At the age of 22 or 23, Władysław Krzysztofowicz (or Ladislas Kristofovici) – a multi-lingual young Romanian citizen of Polish-Armenian ancestry – was drafted into the Romanian army, which fought with Germany and other European countries in World War II. He served for about two years as an interpreter and courier. There is no evidence that he ever committed any crimes, or was involved in persecution or oppression of Jews. The young man’s sympathies were actually with the Allies, and for a time he was imprisoned for spying on behalf of the Allies.
In the aftermath of the war, he fled the Soviets and found refuge in the US, where he “Americanized” his name to the much more easily understood “Ladis Kristof.” In his new homeland he first worked at a logging camp in Oregon, and then began a career as an educator and later also as a farmer.

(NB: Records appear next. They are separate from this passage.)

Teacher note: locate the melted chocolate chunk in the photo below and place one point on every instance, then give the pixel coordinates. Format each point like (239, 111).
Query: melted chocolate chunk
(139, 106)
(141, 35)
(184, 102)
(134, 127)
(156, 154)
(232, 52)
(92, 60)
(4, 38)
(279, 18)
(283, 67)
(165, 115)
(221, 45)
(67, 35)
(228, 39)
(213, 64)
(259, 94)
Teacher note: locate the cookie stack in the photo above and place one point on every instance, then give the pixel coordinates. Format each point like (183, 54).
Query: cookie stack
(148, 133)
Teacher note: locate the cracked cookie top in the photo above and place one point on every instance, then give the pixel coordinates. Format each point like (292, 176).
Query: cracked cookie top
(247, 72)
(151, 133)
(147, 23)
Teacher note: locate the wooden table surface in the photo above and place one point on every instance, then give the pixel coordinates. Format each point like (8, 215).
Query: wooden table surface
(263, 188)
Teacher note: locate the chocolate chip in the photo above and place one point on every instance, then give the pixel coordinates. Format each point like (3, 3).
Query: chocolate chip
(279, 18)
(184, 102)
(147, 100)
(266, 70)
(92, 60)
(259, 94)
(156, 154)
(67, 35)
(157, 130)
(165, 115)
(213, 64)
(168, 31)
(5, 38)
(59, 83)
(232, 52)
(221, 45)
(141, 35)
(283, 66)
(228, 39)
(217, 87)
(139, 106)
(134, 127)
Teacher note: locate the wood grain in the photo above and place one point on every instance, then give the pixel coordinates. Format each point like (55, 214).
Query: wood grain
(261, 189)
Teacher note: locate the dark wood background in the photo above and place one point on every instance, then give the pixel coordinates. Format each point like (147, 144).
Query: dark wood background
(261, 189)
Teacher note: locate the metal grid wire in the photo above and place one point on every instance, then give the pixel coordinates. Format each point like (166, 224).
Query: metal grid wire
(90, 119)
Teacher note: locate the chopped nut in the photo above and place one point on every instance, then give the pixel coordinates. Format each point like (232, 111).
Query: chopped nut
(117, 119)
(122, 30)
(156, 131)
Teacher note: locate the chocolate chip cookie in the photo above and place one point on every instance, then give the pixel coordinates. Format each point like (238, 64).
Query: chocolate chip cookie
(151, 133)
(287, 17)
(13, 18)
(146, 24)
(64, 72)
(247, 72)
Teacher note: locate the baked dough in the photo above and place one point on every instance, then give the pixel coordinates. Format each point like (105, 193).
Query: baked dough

Ladis Kristof in his library at home
I knew Ladis Kristof as a student at Portland State University during the 1970s. I first met him in classes he taught on the history of the Soviet Union, and on Marxism and Communism. I got to know him much better outside of class in memorable conversations at his office. I remember him as a conscientious and patient educator, and as a decent and friendly man. I have always been grateful to him as one of three PSU professors who arranged a fellowship for me as a graduate student at Indiana University.
Prof. Kristof very much admired the US of the 1950s and 1960s, which had welcomed him and where he was able to make a new and successful life. His political outlook was rather liberal. For example, he was a co-founder of the Portland chapter of Amnesty International. His disdain for Communism and Soviet rule was more than merely intellectual. The Soviets seized his family’s large estate, where he was born and grew up, when they brutally incorporated his northern Bukovina homeland into the USSR.
Attempts to discredit an accusation by attacking the character of the person making the charge, rather than by dealing with the substance of the claim itself, is universally regarded as unconvincing and unfair. In this case, attempts to counter serious accusations with malicious and meritless ad hominem attacks against someone’s dead father are more than plainly unjust – they are despicable. It’s no wonder that Israel and its supporters have been losing support across the US and around the world.